Given the relatively few possible outcomes, Seed Stage investors typically use very simple valuation methodologies. Some of the reasons for a more simple approach include:
The final pre-money valuations will be within a narrow band and will be more affected by negotiating strengths than “mathematical” determinations
Many Seed Stage investors recognize that much of the company's business plan and product concept will likely change over the next few years
With so much “uncertainty” and perceived risk, Seed Stage investors typically rely on more “intuitive” or subjective valuation models and support their subjective views with reality checks (i.e. due diligence) in a few key areas
Seed Stage investors also recognize that, without a lot of substance in the companies upon which to do meaningful due diligence, they should be able to reach an intuitive assessment relatively quickly.
Many Seed Stage investors recognize the “subjective” nature of their Seed Stage investment decisions and expect a high “mortality rate.” To offset this exposure, most Seed Stage investors are prepared to invest in one or two more financing rounds for the more promising investees.
Here are a few “data points” supporting the above summary observations:
MIT Entrepreneurship Center
Research Findings February 2000: Seed stage technology ventures were typically US$500,000 to US$3 million. Pre-money valuations greater than US$5 million required an extraordinarily compelling story.
The Tech Coast Angels:
Website: “we look for pre-money valuations below US$5 million”
Presentation March 2002: "sweet spot" for investing is a pre-money valuation of US$1.5 million to US$3 million.
Sand Hill Angels:
Website: invest US$250,000 to US$2 million at a valuation of less than US$5 million.
New Jersey Entrepreneurial Network Angels:
Presentation: Valuation of US$1 million to US$5 million, for 20% to 30%
Winning Angels, Amos/Stevenson (Noted Book):
Most Angel investors want pre-money valuations between US$2 million and US$5 million, with US$2.5 million as the “sweet spot”

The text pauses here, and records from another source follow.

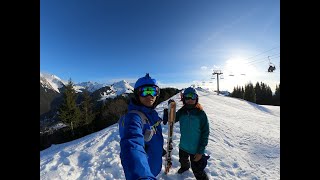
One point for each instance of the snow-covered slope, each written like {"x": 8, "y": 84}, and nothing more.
{"x": 244, "y": 143}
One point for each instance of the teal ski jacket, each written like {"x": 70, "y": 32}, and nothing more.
{"x": 194, "y": 129}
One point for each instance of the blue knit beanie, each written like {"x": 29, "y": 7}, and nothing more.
{"x": 146, "y": 80}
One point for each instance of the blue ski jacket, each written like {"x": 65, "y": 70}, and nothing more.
{"x": 140, "y": 159}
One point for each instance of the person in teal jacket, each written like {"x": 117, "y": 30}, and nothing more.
{"x": 194, "y": 130}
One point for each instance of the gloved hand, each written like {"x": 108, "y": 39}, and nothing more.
{"x": 165, "y": 116}
{"x": 171, "y": 100}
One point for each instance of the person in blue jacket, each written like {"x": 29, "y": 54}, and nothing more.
{"x": 141, "y": 157}
{"x": 194, "y": 130}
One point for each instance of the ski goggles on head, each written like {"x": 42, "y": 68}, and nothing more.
{"x": 148, "y": 90}
{"x": 192, "y": 96}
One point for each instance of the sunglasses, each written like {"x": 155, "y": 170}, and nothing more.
{"x": 149, "y": 90}
{"x": 190, "y": 96}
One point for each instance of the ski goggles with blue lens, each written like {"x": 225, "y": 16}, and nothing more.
{"x": 192, "y": 96}
{"x": 148, "y": 90}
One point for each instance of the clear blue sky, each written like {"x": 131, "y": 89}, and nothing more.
{"x": 178, "y": 42}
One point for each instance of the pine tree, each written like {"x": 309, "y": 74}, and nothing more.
{"x": 69, "y": 112}
{"x": 87, "y": 114}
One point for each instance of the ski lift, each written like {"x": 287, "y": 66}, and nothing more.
{"x": 272, "y": 67}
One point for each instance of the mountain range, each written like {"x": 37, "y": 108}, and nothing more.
{"x": 52, "y": 87}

The more diligent investors will attempt to provide more “quantification” to their assessment of pre-money value. As one such attempt, some Seed Stage investors estimate the amount of cash required to achieve a major development milestone and, often without regard to how much that is, equate that amount to 50% to 60% of the company (post-money, full dilution).
Rule of “Thirds”
The Rule of “Thirds” simply implies that 1/3 of a new company's equity should go to the Founders, 1/3 to management (i.e. an Option Pool), and 1/3 to the Seed Stage investors. This methodology is used most often as a “sanity check” to other valuation methodologies.